Emily Rubin
Emily Rubin was born in Queens, NY and now lives in the Lower East Side of Manhattan. She graduated from Bard College in 1978 where she was dance/theater major.
In 1997 Rubin taught an Oral History workshop for a community college in Brighton Beach Brooklyn. Her students, all Russian immigrants in their 60’s and 70’s provided the original inspiration for STALINA. While writing the STALINA she was invited to the Summer Literary Seminar’s program in St. Petersburg, Russia. There she studied with Robert Creeley, Jonathan Baumbach and Robert Olmstead, read at the legendary Stray Dog Café, and researched her novel by conducting interviews and visiting sites in and around St. Petersburg. She furthered her fiction studies with Jackson Taylor at the New School and Elizabeth Gaffney through Media Bistro. She entered the manuscript for STALINA in the Amazon Debut Novel Award Contest 2009. This is how the novel came to be published. Her fiction has also been published in the Red Rock Review, Confrontations and Happy, and she is a past nominee for the Pushcart Prize.

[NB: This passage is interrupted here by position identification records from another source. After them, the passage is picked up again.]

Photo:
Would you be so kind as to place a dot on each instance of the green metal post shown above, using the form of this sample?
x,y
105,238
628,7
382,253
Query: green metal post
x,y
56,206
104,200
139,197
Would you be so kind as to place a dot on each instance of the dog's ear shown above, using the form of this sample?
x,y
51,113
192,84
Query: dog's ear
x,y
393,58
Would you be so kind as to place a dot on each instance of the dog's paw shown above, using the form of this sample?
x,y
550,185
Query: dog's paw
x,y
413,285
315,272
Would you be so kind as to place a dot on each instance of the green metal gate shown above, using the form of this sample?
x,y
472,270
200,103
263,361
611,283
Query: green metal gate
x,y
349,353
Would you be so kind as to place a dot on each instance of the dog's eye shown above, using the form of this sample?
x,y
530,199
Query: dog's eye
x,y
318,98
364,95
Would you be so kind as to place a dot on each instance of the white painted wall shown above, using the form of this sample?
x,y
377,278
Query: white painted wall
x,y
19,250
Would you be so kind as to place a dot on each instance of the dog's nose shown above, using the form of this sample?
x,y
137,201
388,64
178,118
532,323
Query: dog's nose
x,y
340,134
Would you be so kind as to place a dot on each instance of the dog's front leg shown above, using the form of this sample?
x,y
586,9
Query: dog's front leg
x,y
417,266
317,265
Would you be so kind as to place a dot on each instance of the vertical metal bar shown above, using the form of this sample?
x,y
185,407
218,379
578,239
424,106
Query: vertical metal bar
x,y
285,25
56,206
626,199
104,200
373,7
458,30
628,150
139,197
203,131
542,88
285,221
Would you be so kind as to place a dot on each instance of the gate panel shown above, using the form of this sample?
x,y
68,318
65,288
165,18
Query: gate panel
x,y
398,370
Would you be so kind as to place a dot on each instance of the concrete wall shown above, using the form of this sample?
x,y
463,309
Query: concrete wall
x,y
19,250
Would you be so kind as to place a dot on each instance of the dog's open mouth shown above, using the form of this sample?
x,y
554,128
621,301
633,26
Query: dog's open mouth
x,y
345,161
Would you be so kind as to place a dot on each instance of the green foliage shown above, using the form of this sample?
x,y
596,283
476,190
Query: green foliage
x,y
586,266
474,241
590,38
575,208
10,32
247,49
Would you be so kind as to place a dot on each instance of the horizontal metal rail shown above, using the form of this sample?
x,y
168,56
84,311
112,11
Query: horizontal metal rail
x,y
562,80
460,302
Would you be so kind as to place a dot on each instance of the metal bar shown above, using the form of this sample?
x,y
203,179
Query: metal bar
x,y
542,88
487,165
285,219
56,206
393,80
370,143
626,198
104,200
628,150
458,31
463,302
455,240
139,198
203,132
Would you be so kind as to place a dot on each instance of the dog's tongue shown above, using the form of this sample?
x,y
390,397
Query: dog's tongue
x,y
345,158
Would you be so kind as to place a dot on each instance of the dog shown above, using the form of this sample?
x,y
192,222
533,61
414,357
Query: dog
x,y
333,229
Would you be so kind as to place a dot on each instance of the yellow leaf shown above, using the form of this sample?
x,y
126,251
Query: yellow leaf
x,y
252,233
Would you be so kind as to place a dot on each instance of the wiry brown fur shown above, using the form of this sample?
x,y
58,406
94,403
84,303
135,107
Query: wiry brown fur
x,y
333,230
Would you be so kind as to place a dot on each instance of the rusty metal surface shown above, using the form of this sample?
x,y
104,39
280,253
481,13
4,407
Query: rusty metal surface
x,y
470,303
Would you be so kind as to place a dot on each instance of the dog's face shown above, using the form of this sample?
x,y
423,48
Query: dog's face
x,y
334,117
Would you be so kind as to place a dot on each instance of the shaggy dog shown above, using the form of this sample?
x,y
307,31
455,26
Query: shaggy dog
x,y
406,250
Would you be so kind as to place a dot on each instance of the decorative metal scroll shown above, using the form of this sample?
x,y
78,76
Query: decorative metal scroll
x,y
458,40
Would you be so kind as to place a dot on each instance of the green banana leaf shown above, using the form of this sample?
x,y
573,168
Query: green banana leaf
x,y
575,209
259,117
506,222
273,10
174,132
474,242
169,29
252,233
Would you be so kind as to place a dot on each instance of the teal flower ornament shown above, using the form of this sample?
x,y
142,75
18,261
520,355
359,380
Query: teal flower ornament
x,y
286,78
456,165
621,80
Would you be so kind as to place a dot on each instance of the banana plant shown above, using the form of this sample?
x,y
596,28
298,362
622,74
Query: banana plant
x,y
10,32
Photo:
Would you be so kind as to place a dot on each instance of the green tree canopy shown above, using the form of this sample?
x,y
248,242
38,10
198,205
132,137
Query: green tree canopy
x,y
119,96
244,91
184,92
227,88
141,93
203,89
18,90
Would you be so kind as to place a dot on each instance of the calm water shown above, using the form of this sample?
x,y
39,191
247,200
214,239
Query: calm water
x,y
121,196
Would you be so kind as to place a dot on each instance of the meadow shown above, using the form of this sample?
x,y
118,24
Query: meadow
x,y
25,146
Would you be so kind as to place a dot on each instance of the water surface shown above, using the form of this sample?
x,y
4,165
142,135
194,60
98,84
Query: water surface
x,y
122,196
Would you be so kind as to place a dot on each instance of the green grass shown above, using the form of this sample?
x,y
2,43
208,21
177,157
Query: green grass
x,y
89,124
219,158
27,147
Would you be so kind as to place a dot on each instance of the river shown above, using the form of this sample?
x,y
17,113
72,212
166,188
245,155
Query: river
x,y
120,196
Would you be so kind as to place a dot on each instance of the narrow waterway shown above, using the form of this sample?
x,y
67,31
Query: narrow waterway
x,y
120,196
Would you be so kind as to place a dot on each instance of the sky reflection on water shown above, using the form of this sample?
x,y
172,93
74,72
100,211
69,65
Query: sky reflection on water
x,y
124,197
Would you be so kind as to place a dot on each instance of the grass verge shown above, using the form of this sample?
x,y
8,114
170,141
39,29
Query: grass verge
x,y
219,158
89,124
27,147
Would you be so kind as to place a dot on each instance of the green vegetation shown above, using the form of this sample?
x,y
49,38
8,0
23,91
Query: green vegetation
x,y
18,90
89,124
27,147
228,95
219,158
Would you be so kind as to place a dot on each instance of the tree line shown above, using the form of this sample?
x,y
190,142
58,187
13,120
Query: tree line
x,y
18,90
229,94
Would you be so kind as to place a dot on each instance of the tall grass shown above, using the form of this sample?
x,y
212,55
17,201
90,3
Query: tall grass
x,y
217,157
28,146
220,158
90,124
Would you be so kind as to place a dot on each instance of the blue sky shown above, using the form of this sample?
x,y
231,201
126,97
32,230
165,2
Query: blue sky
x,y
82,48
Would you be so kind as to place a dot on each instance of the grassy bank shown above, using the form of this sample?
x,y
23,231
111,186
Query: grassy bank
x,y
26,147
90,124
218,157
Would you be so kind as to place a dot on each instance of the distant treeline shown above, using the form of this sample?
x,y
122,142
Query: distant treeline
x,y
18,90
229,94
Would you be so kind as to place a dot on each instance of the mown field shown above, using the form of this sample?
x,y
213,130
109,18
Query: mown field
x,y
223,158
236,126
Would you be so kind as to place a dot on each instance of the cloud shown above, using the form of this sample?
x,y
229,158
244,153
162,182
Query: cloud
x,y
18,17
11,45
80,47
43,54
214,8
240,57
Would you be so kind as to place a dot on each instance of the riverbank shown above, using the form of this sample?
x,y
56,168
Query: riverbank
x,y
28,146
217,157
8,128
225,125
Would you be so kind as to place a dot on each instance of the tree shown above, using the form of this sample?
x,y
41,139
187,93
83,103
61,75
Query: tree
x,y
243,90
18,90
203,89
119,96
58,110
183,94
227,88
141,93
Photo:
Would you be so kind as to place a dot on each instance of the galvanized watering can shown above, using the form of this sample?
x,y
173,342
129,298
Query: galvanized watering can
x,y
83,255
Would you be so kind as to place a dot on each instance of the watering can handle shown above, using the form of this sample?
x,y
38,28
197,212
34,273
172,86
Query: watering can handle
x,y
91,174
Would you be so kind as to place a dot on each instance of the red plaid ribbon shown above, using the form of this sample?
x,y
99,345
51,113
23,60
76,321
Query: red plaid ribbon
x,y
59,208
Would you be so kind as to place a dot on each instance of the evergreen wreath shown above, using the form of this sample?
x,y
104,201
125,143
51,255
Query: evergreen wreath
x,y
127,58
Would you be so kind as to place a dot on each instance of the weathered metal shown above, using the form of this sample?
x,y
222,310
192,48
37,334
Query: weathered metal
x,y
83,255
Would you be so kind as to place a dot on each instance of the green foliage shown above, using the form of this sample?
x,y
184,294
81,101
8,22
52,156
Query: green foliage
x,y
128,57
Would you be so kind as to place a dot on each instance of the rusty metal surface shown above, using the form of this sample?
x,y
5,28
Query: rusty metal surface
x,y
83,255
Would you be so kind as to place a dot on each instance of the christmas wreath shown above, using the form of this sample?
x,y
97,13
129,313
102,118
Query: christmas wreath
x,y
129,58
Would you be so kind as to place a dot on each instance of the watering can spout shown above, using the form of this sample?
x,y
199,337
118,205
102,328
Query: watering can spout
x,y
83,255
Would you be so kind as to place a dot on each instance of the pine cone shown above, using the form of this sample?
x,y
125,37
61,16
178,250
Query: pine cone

In 2005 Rubin co-founded Dirty Laundry: Loads of Prose, a reading series that takes place in working Laundromats around the country, and under the auspices of Rubin’s Wash and Dry Productions there have been more than 30 readings hosting more than 100 writers. The series has been covered extensively by the media and has received funding from several public agencies.
Since 1993 Rubin has worked as a broadcast professional in television as a stage manager and producer for the Food Network, VH1, MTV, Nickelodeon, History Channel, A&E, ABC, NBC, PBS, Fox News, Bravo, Oxygen, ARTE (France) and others.